Thankyou so much for your advice, I'll get right on it :) <3
Someone posted to see if your mom (or even you) can get professional help. I didn't think of that, and should have. I don't think your mom meant to do it, but it's an awfully big burden to put on your shoulders. Ultimately, you're not responsible for your Mom's life. She's the adult. She has to solve her problems herself. You can help her, and your solutions are great, but still you can't do everything. Blessings on you as you find your way. You're on your way to being an awesome adult!
Your mom needs friends or a counselor that will help her get her head together. She needs someone to get behind her and help her plan her days and what she needs to do and how to do them. You can't be your mothers mother.
I think its great that you want to be a help around the house, but this goes deeper. Your mom needs serious help. Where is your dad or aunts and uncles? Where are your grandparents? This is a time for family and friends to gather around and help.
I'll be praying for you.
If something happends to this girl's mom, she may carry guilt around that she shouldn't. She needs help in how to not be an enabler.
If your sisters yell and scream....do not scream back. They win when you do. Seperate them, put them in a different room...and if they give you trouble....don't let them. You are big sister...they are to show you respect...if they can't show you respect out of love, then maybe teaching them to step lightly around you might give them reason to learn to respect you. If you have to...douse them with cold water....
Do not try to prevent what you cannot prevent. If your mom and stepdad are heading for a divorce....the odds of you preventing it are zero... Best thing to do is run a low profile, get your sisters to do the same...give your mother room to think and breathe.....
This too shall pass......
Secondly as stated on here by another poster YOU can't save your family, as much as you would like to. Being a mother is not always easy, but it is not YOUR job or responsibilty. You are part of a family, not a parent.
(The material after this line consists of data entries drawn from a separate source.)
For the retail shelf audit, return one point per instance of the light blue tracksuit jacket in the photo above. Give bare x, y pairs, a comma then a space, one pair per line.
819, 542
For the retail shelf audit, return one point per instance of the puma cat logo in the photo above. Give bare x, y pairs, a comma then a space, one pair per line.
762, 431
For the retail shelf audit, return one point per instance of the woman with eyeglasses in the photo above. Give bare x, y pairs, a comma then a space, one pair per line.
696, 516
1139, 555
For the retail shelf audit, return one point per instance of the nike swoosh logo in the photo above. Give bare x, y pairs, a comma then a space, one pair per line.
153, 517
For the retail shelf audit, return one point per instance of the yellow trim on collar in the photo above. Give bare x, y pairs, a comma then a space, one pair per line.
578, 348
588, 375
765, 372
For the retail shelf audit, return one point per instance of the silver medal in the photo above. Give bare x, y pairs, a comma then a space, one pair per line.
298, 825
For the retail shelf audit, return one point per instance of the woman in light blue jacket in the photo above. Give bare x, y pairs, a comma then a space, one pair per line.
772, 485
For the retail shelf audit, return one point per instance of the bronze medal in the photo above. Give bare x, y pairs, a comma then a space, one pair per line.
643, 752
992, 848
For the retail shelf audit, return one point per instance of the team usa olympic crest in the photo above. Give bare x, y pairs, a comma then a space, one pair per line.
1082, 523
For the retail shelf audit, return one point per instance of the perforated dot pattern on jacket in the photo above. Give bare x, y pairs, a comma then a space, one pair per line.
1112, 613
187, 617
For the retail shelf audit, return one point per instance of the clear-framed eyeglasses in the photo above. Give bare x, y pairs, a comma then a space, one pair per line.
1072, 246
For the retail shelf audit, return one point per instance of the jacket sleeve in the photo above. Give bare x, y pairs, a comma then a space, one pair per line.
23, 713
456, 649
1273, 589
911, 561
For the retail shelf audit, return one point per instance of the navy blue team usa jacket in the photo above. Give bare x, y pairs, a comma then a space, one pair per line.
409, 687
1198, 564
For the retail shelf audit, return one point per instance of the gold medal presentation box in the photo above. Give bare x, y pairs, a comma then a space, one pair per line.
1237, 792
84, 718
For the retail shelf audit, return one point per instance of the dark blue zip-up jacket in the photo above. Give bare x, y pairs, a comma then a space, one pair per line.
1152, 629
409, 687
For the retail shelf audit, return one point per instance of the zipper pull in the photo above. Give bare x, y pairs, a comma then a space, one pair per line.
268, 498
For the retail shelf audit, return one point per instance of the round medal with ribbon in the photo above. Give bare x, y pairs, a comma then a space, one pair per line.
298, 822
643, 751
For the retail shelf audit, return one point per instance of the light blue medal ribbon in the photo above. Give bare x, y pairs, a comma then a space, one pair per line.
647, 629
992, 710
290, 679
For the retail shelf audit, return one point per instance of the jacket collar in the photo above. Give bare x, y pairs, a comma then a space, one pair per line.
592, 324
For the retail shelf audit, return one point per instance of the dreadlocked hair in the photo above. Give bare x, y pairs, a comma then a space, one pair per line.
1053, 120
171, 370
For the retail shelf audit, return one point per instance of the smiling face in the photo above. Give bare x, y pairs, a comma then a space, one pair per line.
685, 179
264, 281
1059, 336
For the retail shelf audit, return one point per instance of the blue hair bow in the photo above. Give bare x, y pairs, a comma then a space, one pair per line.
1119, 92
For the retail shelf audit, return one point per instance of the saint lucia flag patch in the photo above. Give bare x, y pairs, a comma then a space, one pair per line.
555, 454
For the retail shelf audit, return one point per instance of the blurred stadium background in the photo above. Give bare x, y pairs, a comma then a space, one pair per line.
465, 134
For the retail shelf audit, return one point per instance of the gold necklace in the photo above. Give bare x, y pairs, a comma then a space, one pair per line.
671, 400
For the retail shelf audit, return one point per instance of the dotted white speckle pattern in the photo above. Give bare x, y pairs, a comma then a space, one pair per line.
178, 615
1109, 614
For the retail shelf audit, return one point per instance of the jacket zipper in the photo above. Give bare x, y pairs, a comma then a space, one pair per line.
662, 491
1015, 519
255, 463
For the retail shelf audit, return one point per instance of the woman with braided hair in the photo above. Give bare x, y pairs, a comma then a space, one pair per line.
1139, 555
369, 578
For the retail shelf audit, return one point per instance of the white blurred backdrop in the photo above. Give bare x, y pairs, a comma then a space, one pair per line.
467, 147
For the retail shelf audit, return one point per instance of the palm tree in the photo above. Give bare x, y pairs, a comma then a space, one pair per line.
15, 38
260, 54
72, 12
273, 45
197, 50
Your Mother needs to figure out things for herself. But, don't take the weight of her worries onto your young shoulders. Regardless of what happens this is not your problem.
My best to you
And, ( no dis'intended ) since you're only 15 years old,
that's one heck of a lot of stress and crap for your mom to dump on you ~
Hope you realize it's not up to you to fix her problems, but it's good that you're concerned !
Do what you can, but protect yourself from absorbing her current drama...
It can, and WILL kick your ass, in ways beyond belief ;p
Remove yourself, if you have to, no shame in that !
Go stay with your real dad, or family members,
if you can, until things calm down for her ~
You can't save your family, UNTIL
you save YOURSELF, first !
Hugs, and Peace to You ~
The problem she has with your step dad is a whole another story. I don't think tha...
The problem she has with your step dad is a whole another story. I don't think that you should interfear there at all. If they are having problems that you mom can't handle, maybe she should seek some professional help. That is not your speciallty. Be supportine of your mom and let her know you love her and are concerned that she is having problems but she is the mother and should not be coming to you at your age with her problems. Do what you can to help but do NOT ignore your needs and responsibilities to yourself. You seem to have you life pretty much on track. Don't let this derail your life too.